False positive and negative rate calculation

The mean and standard deviation values of the two distributions on a histogram obtained by inter and intra-analysis were extracted. The rough distribution graphs were transformed to smoothly fitted distribution graphs by applying the extracted two values into the Gaussian distribution formula. The two improved distributions have a contact point between 0 and 1, and the positive and negative false rate was calculated based on the point of intersection. Especially, in the case of the image cross-correlation process, the worst value was set as the false rate between the obtained false positive and negative rates.

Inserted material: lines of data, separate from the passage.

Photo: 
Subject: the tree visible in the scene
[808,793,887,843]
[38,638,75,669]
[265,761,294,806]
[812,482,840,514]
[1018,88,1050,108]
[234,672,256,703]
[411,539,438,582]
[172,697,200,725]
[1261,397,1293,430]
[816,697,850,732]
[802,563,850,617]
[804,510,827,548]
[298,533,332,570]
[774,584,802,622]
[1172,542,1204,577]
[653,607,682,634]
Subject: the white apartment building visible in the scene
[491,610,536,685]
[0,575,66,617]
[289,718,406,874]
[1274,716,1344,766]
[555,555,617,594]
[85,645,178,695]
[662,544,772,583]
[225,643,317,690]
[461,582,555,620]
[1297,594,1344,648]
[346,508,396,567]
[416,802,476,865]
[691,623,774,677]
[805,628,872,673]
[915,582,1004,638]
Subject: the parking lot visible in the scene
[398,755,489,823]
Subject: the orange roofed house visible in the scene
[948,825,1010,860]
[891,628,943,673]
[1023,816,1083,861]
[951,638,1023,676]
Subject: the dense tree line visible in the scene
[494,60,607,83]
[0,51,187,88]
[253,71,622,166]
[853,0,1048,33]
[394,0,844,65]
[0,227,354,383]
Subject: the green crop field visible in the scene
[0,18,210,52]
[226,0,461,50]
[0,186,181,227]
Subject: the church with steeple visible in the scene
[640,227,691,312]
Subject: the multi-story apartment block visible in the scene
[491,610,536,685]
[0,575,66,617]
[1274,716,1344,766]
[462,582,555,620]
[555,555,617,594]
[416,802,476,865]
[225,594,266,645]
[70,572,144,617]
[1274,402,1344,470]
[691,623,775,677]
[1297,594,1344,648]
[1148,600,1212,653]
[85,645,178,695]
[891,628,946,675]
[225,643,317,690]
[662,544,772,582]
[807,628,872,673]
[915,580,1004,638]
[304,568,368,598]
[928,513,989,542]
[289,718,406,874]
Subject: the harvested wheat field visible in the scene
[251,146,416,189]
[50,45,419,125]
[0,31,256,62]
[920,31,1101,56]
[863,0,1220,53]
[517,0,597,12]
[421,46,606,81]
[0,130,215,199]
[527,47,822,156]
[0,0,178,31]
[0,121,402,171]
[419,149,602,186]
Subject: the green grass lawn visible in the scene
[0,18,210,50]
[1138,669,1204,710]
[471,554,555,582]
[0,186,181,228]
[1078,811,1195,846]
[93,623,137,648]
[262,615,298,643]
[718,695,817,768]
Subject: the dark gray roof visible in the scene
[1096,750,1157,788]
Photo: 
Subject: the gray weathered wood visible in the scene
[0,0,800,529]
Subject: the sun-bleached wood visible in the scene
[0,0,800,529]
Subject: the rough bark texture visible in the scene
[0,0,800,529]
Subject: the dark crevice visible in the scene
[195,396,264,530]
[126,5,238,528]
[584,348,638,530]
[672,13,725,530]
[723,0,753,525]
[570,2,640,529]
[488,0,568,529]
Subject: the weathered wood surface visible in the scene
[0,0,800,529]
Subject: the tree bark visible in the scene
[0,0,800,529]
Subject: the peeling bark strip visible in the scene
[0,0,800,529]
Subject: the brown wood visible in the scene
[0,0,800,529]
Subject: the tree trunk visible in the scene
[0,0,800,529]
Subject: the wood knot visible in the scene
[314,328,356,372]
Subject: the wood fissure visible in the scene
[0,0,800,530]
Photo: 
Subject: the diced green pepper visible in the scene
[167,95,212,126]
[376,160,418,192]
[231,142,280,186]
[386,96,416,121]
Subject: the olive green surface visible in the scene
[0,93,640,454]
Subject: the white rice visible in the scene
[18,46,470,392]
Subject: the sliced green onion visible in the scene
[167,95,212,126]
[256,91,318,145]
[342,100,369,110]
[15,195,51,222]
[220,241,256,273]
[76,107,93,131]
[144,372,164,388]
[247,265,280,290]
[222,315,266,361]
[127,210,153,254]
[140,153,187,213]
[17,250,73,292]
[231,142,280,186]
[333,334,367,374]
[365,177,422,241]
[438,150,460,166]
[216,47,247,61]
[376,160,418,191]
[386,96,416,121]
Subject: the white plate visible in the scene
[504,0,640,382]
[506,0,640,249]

Data encryption and decryption process

To generate a bit sequence key, 256 challenges were applied to a single tag image, and a 256 × 256 × 8 size key could be obtained. The binary sequence keys were converted into 8-bit unsigned integers by the ‘bin2dec’ function because color images consisted of 8-bit unsigned integers, thus, the keys transformed from 256 × 256 × 8 bits to 256 × 256 pixels. Also, for generating 8-bit unsigned integer random keys to tamper encoded data, the ‘randi’ function is utilized. Finally, the ‘bitxor’ function was simply exploited to encrypt and decrypt original color image data.

Large area photoluminescence

BT Imaging R3 equipment was used to characterize the photoluminescence of the tag. Light source flux (photon flux) of 2.5 × 1018 cm−2s−1 with an exposure time of 10 s for over a size of 4-inch wafer was used for imaging.